- Born: April 6, 1956 (age 70) Kalamazoo, Michigan, US
- Education: University of Northern Colorado (dropped out)
- Occupation: Businesswoman
- Known for: Inheritance of one-third of the family shares in Stryker Corporation
- Political party: Democratic
- Children: 3
- Relatives: Jon Stryker (brother) Ronda Stryker (sister)) Homer Stryker (grandfather)

= Pat Stryker =

American activist and philanthropist

Patricia A. Stryker (born April 6, 1956) is an American billionaire businessperson, philanthropist, and political activist. Stryker is the granddaughter of Homer Stryker, founder of Stryker Corporation, a medical technology company.

Since the early 2000s, she has become more active in civic life. In 2001, she founded the Bohemian Foundation, which focuses on music, arts and the community through grantmaking, programs, and events. She donated $3 million to defeat a 2002 ballot initiative to limit bilingual education in Colorado. In 2004, she gave $20 million to Colorado State University, mostly to benefit its football team.

Stryker bought Sonoma's Sommer Vineyards in 1999, which she rebuilt, replanted, and rechristened as Stryker Sonoma. It covers 32 acres (129,000 m^{2}) in Alexander Valley, California, producer of classic vinifera varieties Bordeaux and Zinfandel. In May 2016, she sold the winery to focus on her foundation work.

As of 2021, Stryker ranks #340 on the Forbes Women 400.

==Early life==
Patricia A. Stryker was born in Kalamazoo, Michigan, on April 6, 1956. Stryker enrolled at the University of Northern Colorado in Greeley, but did not complete a degree.

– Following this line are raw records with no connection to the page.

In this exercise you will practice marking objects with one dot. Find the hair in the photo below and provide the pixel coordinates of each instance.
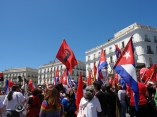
(35, 92)
(70, 94)
(88, 95)
(97, 85)
(59, 87)
(155, 83)
(52, 97)
(119, 87)
(84, 86)
(103, 88)
(14, 88)
(108, 87)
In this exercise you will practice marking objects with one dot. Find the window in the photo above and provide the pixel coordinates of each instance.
(73, 73)
(111, 59)
(88, 58)
(147, 39)
(110, 49)
(123, 44)
(150, 61)
(94, 56)
(155, 39)
(104, 52)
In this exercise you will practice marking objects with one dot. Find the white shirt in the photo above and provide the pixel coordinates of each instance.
(10, 105)
(92, 107)
(1, 104)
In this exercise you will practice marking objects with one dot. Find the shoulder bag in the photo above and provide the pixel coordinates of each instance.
(19, 106)
(81, 111)
(70, 105)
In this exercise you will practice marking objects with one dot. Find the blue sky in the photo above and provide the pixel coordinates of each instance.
(31, 31)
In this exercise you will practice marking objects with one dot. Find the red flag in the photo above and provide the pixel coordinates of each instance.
(63, 78)
(66, 56)
(10, 83)
(89, 80)
(116, 78)
(1, 77)
(154, 77)
(95, 70)
(154, 74)
(79, 91)
(30, 84)
(150, 73)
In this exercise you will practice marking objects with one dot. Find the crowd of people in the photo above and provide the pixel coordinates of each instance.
(98, 101)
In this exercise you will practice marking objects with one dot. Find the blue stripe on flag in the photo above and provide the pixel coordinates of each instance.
(129, 79)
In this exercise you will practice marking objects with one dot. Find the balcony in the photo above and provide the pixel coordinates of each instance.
(147, 40)
(150, 52)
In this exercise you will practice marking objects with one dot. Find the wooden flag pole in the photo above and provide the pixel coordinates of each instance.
(149, 78)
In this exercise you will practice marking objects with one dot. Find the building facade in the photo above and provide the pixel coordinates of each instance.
(46, 72)
(144, 41)
(13, 74)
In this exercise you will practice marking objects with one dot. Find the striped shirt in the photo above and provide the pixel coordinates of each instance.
(47, 111)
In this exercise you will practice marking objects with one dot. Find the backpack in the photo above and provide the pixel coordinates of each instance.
(81, 111)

In 1976, Stryker's father, Lee, died in an airplane accident in Wyoming. Four years later, in 1980, Stryker relocated to Fort Collins, Colorado, where she had attended summer camp as a child.

==Bohemian Foundation==
Stryker has funded the Bohemian Foundation which, in addition to national and international programs, funds music and other initiatives in Larimer County, Colorado, the Fort Collins, Colorado area, notably the annual Bohemian Nights at New West Fest. She has also donated a substantial amount to Colorado State University, which is located in Fort Collins.

==Political donations==
In 2006, Stryker gave $500,000 to the Coalition for Progress, a political action committee that donated heavily to support Democratic party candidates in Michigan elections.

In 2008, Stryker gave $87,500 to the Presidential Inaugural Committee for President-Elect Barack Obama.

Stryker donated $3 million to defeat a 2002 ballot initiative regarding bilingual education in Colorado.

Stryker donated $1.5 million to Priorities USA Action, a Super PAC supporting Democratic presidential candidate Hillary Clinton in 2016. She was among the largest donors in the 2016 election.

===Political allies===
Stryker, Jared Polis, Tim Gill, and Rutt Bridges are known in Colorado political circles as "The Four Horsemen" (aka "Gang of Four" or "The Four Millionaires") who have donated to liberal causes, fought against gerrymandering, and promoted progressive initiatives. Significant political contributions from the four to favored Democratic candidates has played a role in electing a Democratic majority in Colorado's house and senate. Stryker has been frequently represented at political meetings by Al Yates, former president of Colorado State University.

===Democracy Alliance===
According to New York Times reporter Matt Bai, Stryker attended the April 2005 meeting of the Democracy Alliance near Scottsdale, Arizona. Stryker along with George Soros and other Democracy Alliance members Gail Furman; Paul Rudd (co-founder of Adaptive Analytics); John R. Hunting; Nicholas Hanauer; ex-Clinton administration official Rob Stein; Drummond Pike; real estate developer Robert Bowditch; Pioneer Hybrid International-heir and congressional candidate Scott Wallace; Susie Tompkins Buell; real estate developer Albert Dwoskin; and Taco Bell-heir Rob McKay, funded the Secretary of State Project, an American non-profit organisation, 527 political action committee focused on electing reform-minded progressive Secretaries of State in battleground states, who typically oversee the election process. The Alliance was critical in getting California Secretary of State Debra Bowen and Minnesota Secretary of State Mark Ritchie re-elected.

==Personal life==
Stryker is divorced, with three children, and lives in Fort Collins, Colorado, US.